With web fonts, we didn’t have to choose.
We went overboard with font selection. Why limit yourself when font limits were imposed by a technical deficiency of the past? This was the future. We replaced our limits with ligatures as we entered a new era of web design, sans serifs. But just like the design decisions of the 1980s, any time the pendulum reaches that point of excessive typographical opulence, it swings back.
And here we are.
Two fonts max.
You need a headline typeface and a body typeface. That’s it.
Whatever font you choose, opt for readability. Keep it simple. If you want to use an elaborate script font, use it sparingly and never with body copy.
We use a boring font selection. That’s because we want readers to know we’re direct, we’re not flashy, and we’re focused on getting to the point.
Companies using specific fonts and themes as part of their branding should be consistent too.
Pay Attention to Images
It can be difficult to balance images used in email newsletters. We like to turn to research for these decisions, but even the data can be confusing.
Some studies show that close to two-thirds of readers prefer to click to image links in emails. Other studies show that the majority of readers have their images disabled.

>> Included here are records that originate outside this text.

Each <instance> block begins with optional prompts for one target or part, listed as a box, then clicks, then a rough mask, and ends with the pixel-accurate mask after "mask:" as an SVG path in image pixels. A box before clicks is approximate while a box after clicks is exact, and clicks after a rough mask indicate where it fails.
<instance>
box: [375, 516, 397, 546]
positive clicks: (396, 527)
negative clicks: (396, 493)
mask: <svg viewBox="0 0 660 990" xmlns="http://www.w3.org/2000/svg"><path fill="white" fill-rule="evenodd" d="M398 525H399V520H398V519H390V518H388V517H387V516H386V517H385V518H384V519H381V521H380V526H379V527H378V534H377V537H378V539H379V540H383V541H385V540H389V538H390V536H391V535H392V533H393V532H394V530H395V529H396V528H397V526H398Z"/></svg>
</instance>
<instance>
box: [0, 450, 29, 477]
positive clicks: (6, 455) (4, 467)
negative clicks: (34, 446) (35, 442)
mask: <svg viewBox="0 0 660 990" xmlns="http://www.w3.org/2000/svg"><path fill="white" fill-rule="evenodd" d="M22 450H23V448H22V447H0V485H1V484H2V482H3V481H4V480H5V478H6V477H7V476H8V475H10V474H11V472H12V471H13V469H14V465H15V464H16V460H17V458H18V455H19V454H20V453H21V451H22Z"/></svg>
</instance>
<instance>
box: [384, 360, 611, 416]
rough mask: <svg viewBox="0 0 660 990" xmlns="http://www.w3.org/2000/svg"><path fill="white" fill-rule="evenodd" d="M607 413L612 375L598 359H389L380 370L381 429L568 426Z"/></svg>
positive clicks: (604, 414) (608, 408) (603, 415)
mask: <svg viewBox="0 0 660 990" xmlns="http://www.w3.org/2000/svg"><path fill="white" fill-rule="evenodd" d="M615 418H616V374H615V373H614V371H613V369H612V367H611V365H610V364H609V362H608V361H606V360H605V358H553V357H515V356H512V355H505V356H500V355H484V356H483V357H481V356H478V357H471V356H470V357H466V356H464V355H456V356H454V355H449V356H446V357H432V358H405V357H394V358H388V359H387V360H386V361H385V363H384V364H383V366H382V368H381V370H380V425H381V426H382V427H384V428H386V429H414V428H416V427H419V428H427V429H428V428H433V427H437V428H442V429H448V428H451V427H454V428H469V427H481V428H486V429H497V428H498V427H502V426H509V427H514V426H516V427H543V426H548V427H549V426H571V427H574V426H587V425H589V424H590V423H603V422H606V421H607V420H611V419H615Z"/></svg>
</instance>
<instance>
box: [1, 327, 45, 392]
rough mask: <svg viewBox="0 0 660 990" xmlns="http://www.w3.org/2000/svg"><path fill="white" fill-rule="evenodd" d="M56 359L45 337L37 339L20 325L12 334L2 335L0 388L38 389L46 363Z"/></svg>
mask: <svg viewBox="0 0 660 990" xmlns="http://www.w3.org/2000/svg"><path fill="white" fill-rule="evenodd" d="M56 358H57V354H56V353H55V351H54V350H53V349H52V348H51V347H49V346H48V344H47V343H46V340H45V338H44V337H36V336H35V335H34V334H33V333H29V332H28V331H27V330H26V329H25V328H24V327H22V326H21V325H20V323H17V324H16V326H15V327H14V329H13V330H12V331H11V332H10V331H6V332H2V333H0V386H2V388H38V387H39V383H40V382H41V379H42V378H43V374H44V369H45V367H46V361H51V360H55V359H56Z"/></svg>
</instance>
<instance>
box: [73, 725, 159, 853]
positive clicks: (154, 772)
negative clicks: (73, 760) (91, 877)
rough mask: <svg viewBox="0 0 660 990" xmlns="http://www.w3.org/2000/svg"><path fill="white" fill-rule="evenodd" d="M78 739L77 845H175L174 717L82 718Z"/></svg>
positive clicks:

So what do you do? First decide if images are necessary. If they aren’t, leave them out.
If you use images, use alt text to describe any graph and image even if all images are disabled. And make them as clear and crisp as possible.
Need a resource for finding high-quality free photos? We like Unsplash.
Clean Your Email List
If you don’t add any new subscribers to your list, you’ll probably see your churn rate around 25% to 30%.
That number includes people who complain or unsubscribe from your list. It also includes readers who don’t use that email account anymore. And it includes readers who never see your message because it goes to their spam folders.
Some of the ways to improve your churn rates are to send re-engagement emails or create an option for recipients to receive fewer emails. You can remove any of the unengaged subscribers if none of these approaches work.
Email marketing providers like ConvertKit and GetResponse let senders remove or segment subscribers and recipients based on their activity. That means the remaining subscribers are more likely to read and click your messages. This boost your click-through rate over all. It may also improve your deliverability, driving more clicks in the future.
You can re-send your email campaign again in case your readers don’t open it the first time. Re-sending the message gives them a second chance to open your email and click your link.
But if you do, use a different subject line, and try sending it at a different time. It can be the same exact content though. You may be surprised at how well this simple tactic works.
Nail Your Call to Action
In the end, the number of clicks won will determine whether your campaigns work. Your Call to Action (CTA) is the most important part.
A well-designed CTA should be included in the email throughout the message. It should appear at the top, at the bottom, in different formats, and be actionable and visible.
Colors and font are crucial for creating a CTA button. Experiment with their CTAs to find out whether it works for all subscribers or not. The above design tips can help marketers to create engaging email newsletters to boost their click-through rate.